Does the kit include any clear parts. If not could they be made so light could pass through them. I guess this is another issue I haven't looked at much, the lighting. I want to be able to plug it in to the wall, would I need a circuit? I am a noob when it comes to lighting-never done it with a kit that doesnt already come with it. I don't want to spend a fortune.


----------



## omnimodel (Oct 9, 2004)

The aztec templates I used were done in Photoshop over a 6 week period. They were then cut by hand into frisket paper (available at art supply stores) and airbrushed. I've toyed with the idea of producing them as a decal set, but I don't know what the demand would be.
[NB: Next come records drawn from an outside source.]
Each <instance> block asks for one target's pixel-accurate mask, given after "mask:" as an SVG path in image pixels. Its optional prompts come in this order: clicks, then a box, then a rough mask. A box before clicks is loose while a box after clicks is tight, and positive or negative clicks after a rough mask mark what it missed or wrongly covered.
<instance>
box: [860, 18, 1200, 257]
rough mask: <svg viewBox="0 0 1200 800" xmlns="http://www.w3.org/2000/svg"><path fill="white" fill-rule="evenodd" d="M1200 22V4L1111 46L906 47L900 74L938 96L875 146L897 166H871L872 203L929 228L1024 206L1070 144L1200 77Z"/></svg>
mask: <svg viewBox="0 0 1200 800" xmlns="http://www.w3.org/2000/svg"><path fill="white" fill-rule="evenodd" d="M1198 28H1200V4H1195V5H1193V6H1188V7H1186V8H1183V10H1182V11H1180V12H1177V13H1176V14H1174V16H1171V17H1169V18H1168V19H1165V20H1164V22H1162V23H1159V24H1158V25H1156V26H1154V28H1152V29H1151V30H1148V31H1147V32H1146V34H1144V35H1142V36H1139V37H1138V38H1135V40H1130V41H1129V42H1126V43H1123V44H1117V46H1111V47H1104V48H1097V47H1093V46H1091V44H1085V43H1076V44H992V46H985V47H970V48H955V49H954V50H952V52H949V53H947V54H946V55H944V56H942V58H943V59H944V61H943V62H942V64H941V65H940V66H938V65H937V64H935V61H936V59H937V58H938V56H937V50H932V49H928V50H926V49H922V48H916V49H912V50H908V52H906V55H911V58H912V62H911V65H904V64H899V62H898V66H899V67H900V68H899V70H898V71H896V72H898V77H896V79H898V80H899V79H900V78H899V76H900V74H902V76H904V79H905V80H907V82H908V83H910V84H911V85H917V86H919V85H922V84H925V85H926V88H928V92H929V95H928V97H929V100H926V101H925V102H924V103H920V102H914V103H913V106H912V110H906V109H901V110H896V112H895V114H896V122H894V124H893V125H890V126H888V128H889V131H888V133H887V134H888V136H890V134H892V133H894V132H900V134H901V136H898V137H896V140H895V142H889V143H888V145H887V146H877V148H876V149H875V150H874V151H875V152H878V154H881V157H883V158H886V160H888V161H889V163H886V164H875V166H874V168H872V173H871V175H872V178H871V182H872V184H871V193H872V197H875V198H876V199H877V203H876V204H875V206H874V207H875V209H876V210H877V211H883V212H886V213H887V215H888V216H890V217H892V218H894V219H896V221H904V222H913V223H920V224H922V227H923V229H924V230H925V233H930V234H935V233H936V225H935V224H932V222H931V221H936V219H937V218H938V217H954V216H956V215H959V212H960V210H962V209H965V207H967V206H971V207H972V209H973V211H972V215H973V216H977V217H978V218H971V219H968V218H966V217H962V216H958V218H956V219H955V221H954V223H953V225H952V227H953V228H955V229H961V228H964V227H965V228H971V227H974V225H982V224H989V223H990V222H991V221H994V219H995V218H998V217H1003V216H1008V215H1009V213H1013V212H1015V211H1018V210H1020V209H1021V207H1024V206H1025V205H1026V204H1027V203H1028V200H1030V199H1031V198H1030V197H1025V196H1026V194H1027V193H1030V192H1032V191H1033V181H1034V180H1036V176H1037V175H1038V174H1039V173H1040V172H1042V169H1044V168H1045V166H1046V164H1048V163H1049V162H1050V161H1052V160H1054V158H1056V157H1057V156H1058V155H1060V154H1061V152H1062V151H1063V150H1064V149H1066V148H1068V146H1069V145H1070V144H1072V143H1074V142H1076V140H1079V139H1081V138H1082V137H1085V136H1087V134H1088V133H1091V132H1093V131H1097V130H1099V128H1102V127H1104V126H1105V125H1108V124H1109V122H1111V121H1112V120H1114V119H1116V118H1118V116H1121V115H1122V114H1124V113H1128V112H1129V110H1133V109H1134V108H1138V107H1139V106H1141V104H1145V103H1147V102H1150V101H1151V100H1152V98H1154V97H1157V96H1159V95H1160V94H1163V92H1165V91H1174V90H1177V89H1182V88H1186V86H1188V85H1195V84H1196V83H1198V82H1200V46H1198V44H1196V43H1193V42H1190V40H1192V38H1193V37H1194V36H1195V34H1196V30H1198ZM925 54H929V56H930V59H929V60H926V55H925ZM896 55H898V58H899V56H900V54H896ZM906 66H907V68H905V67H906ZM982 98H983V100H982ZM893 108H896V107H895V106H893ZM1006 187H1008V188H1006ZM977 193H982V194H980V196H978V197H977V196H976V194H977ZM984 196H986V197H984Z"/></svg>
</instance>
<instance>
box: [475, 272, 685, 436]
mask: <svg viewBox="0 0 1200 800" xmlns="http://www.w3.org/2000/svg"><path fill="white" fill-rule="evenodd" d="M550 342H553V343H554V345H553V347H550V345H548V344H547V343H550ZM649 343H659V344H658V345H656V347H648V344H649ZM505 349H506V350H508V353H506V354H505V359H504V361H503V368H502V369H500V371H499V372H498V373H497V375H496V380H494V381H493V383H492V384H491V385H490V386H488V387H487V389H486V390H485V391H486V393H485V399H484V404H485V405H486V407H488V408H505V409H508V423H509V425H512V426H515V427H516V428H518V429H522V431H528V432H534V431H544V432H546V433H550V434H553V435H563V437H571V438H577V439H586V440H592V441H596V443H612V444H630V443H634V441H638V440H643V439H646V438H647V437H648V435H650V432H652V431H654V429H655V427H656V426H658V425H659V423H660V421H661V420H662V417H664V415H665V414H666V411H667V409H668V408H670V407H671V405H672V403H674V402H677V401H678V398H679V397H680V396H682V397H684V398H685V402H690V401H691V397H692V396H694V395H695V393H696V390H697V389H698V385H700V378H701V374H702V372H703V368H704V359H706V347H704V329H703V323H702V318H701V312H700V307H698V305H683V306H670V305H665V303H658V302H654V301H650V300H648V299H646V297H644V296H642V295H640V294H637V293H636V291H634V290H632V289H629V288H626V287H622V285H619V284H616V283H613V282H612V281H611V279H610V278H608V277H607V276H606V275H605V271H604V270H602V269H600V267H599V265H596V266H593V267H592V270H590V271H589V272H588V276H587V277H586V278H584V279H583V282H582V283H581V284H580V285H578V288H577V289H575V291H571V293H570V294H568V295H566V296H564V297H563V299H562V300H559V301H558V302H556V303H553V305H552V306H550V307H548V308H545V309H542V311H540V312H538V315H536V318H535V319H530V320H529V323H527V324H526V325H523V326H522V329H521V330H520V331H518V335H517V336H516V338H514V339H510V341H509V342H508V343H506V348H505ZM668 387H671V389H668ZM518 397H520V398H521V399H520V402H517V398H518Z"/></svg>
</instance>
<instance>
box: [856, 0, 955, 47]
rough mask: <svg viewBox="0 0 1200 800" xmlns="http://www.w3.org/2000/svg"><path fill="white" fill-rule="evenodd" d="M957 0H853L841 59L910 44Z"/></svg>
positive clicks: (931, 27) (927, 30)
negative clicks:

As for the brass templates, from what I've seen the pattern is incorrect anyway.

As for lighting, the only clear parts on the kit are the shuttlebays, upper and lower deflector crystals, and impulse engines. For lights around the rim of the saucer, I'd recommend 3mm LEDs, as the 5mm are too thick and would need to be filed down.

As for the power source, you wouldn't necessarily need a circuit, but the LEDs would need to have resistors on them. You best bet would be a ebay seller that bundles the resistor with the LED. For the power connection, I used DC power jack rom Radio Shack, mounted here with epoxy:
http://img.photobucket.com/albums/v672/omnilateral/reliant5.jpg

This is about the center of gravity, and allows for removal from the base.


----------



## fiercegaming (Jul 21, 2004)

I thought there needed to be resistors, I have added leds to my bandai enterprise and I used resistors. In fact I might have some left over. If not I can get them at radioshack, they always got them in. Oh about the dc power jack, do all the wires conect to that jack? Again I know very little about lighting. All I have done is put leds with a resistor that I soldered on but other than that I haven't done to much. By chance do you still have the templates, if it would be alright with you of course, It did take you 6 months. I do have photoshop so I guess anything is possible, what did you look at? Just wondering. Oh and another thing what would I use instead of a dremel to knock out the windows and such for the lighting? Or is that my best bet.


----------



## fiercegaming (Jul 21, 2004)

http://www.ketzer.com/enterprise/NCC_1701_A_aztec.jpg
would this aztec work?


----------



## omnimodel (Oct 9, 2004)

Actually, it's more like this:


Where the Enterprise Pattern is 3 'E's, the Reliant's bottom most is a straight line, and the center section is thicker. Also, the Enterprise patterns are a mirror images of the ones neighboring it, but the Reliants are slightly misaligned. I replicated the pattern from the studio model pics on the IDIC web page.

Another thing to keep in mind is that the grids on the upper and lower saucer are different sizes on the AMT model, so you will need to resize any templates accordingly.

As for your question about the power connection: yes, the positive and the negative wires each have their own post on the power jack.


----------



## fiercegaming (Jul 21, 2004)

So if I print that out and cut it out on Frisket paper, do I cut the blue or green sections? I might just make a template in photoshop...


----------



## fiercegaming (Jul 21, 2004)

update: I made my own temp with the help of omni so now I just need a way of cutting it out. What Frisket Paper do I get?


----------



## fiercegaming (Jul 21, 2004)

I ended up getting some magic cover what they use to cover drawers and such. Has anyone else used this? Works better then frisket.


----------